Traditionally data has been centralised in data warehouses or data lakes, with one team being responsible for its quality and distribution, as well as the maintenance of the infrastructure. This can create bottlenecks in distribution and places pressure on the data team. While they are responsible for data quality and delivery, they might lack the specific expertise about its collection and application – creating a disconnect.

One of the core ideas within a data mesh is decentralisation in the form of domain ownership. This cuts out the middleman and means that the people responsible for data production, are also the ones who ensure its quality and prepare it for application. In short, each domain that produces data will also be tasked with transforming it into a product ready for consumption.

Traditional approaches to data can create a disconnect between data owners and users. Source

Data as a Product:

The second principle of data mesh is to reframe data as a product. Essentially, the domain team which produces the data needs apply product thinking and prepare the data in ways which are most valuable to its consumers.

The data product goes beyond the mere data set; it encompasses code for data pipelines, metadata, and infrastructure too. To have any value the data product must also fulfil certain conditions: it must be discoverable, addressable, self-describing, secure, trustworthy, and interoperable.

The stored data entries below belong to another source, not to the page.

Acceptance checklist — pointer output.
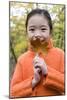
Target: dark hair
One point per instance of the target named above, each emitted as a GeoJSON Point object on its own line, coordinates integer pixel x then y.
{"type": "Point", "coordinates": [40, 12]}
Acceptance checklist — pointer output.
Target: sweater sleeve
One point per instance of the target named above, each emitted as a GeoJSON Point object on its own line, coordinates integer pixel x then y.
{"type": "Point", "coordinates": [55, 79]}
{"type": "Point", "coordinates": [20, 87]}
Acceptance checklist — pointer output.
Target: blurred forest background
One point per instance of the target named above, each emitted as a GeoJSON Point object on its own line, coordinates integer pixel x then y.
{"type": "Point", "coordinates": [18, 36]}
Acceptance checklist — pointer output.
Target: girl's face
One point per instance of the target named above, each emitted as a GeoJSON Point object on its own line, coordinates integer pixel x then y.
{"type": "Point", "coordinates": [38, 29]}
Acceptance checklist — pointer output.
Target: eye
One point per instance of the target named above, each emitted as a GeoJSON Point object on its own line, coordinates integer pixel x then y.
{"type": "Point", "coordinates": [32, 29]}
{"type": "Point", "coordinates": [43, 29]}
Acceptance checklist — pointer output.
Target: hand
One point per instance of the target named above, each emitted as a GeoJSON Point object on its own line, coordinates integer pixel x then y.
{"type": "Point", "coordinates": [36, 78]}
{"type": "Point", "coordinates": [40, 63]}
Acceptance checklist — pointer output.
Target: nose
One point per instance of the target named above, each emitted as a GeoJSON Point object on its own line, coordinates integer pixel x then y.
{"type": "Point", "coordinates": [37, 33]}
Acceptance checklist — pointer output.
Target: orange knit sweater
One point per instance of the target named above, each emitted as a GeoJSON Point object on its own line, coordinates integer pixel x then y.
{"type": "Point", "coordinates": [51, 85]}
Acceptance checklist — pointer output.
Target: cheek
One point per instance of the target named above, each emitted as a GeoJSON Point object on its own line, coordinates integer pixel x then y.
{"type": "Point", "coordinates": [30, 35]}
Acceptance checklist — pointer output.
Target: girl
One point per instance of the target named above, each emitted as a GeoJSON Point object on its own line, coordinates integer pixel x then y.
{"type": "Point", "coordinates": [39, 71]}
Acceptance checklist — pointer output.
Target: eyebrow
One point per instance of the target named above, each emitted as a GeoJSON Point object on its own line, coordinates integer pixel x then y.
{"type": "Point", "coordinates": [31, 26]}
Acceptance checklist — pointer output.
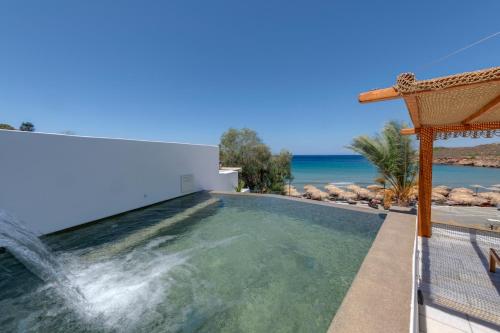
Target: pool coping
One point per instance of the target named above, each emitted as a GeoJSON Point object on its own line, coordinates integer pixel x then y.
{"type": "Point", "coordinates": [308, 201]}
{"type": "Point", "coordinates": [382, 297]}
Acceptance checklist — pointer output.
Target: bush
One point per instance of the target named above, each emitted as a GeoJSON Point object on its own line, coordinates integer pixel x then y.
{"type": "Point", "coordinates": [261, 170]}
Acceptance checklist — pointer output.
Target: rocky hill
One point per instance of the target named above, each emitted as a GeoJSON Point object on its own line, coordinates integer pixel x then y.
{"type": "Point", "coordinates": [487, 155]}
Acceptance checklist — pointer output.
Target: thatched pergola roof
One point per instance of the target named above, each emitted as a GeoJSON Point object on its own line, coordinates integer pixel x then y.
{"type": "Point", "coordinates": [466, 104]}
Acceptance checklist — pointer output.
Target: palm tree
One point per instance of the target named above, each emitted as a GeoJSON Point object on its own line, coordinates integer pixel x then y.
{"type": "Point", "coordinates": [394, 157]}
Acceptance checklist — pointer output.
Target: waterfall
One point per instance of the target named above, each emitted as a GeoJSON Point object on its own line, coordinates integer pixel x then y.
{"type": "Point", "coordinates": [26, 247]}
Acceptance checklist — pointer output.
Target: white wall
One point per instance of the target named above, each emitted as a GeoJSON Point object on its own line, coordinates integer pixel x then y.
{"type": "Point", "coordinates": [53, 182]}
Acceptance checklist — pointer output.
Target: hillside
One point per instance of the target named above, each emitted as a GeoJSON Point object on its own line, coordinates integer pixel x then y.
{"type": "Point", "coordinates": [487, 155]}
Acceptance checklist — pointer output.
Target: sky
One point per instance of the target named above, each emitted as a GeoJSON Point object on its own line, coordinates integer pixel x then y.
{"type": "Point", "coordinates": [186, 71]}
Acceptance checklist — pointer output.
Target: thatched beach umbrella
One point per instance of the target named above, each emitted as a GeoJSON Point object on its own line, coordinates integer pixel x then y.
{"type": "Point", "coordinates": [462, 190]}
{"type": "Point", "coordinates": [348, 196]}
{"type": "Point", "coordinates": [476, 187]}
{"type": "Point", "coordinates": [374, 187]}
{"type": "Point", "coordinates": [333, 190]}
{"type": "Point", "coordinates": [463, 198]}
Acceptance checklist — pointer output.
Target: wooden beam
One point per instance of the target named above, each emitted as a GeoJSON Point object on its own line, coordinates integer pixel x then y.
{"type": "Point", "coordinates": [488, 107]}
{"type": "Point", "coordinates": [412, 106]}
{"type": "Point", "coordinates": [492, 125]}
{"type": "Point", "coordinates": [494, 260]}
{"type": "Point", "coordinates": [425, 181]}
{"type": "Point", "coordinates": [408, 131]}
{"type": "Point", "coordinates": [378, 95]}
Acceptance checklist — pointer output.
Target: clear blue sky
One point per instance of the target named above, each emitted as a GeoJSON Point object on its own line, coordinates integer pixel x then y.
{"type": "Point", "coordinates": [186, 71]}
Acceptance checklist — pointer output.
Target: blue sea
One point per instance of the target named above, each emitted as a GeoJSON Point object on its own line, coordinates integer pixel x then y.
{"type": "Point", "coordinates": [320, 170]}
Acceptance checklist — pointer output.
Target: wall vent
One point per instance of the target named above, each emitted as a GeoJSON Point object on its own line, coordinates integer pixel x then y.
{"type": "Point", "coordinates": [187, 183]}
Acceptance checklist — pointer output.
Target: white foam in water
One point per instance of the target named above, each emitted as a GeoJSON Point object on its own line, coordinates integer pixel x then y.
{"type": "Point", "coordinates": [26, 247]}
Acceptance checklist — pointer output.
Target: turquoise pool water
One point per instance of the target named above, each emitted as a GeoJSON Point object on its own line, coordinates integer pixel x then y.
{"type": "Point", "coordinates": [200, 263]}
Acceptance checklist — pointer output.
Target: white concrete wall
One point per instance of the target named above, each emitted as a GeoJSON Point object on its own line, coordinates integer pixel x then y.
{"type": "Point", "coordinates": [53, 182]}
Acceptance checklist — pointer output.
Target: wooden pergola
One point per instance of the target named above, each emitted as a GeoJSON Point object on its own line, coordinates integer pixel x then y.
{"type": "Point", "coordinates": [466, 105]}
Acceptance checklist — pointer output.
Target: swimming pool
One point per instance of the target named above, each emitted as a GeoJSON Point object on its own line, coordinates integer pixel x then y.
{"type": "Point", "coordinates": [200, 263]}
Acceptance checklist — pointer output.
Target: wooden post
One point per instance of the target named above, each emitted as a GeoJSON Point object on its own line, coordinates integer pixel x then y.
{"type": "Point", "coordinates": [425, 182]}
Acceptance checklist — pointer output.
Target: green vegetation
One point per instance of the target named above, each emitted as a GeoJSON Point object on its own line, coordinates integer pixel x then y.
{"type": "Point", "coordinates": [240, 186]}
{"type": "Point", "coordinates": [261, 170]}
{"type": "Point", "coordinates": [27, 127]}
{"type": "Point", "coordinates": [395, 158]}
{"type": "Point", "coordinates": [6, 127]}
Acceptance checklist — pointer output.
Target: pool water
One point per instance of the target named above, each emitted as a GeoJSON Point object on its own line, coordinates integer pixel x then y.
{"type": "Point", "coordinates": [201, 263]}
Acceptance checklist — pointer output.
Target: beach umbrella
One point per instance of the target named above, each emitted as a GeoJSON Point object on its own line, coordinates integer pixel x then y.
{"type": "Point", "coordinates": [476, 187]}
{"type": "Point", "coordinates": [374, 187]}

Self-Serve Data Platforms:

Another pillar of data mesh is the idea of a self-serve data infrastructure. This infrastructure should be domain agnostic and hide the complexities of data provisioning from its users, which would allow even users with less specialised knowledge to access and use the data.

Deghani envisioned that within such platforms, there could be multiple planes which provide access to specialised capabilities, catering to different consumer’s needs. Essentially, through abstraction the infrastructure removes barriers to accessing the data and creates autonomy for users.

Federated Governance:

This last principle safeguards interoperability within the data mesh. One of the benefits of the data mesh is that it confers autonomy and responsibility to the domains and consumers within the mesh. However, if the domains, products, and interfaces are not governed by a standardised set of rules, they will soon cease to be interoperable. The governance challenge is to balance local autonomy with global conventions and standards.

A New Philosophy

This write-up is surface-level, but for anyone looking to dive deeper into the concept, there are many excellent articles available online – including articles by Deghani herself, exploring the principles and architecture.

There are compelling reasons to adopting a data mesh over a more traditionally centralised architecture. For starters, it promises improved data quality and scalability, as well as higher resilience to outages. It would also make it easier for anyone within an organisation to access and harness the data, regardless of their data engineering skills. There is also no need for central maintenance and hierarchy, as each domain is responsible for maintenance and control of its own node.

The most important takeaway from this, or any other article about data mesh, is that its not a singular technology. It’s almost a design philosophy which affects how you build your infrastructure and implement technology.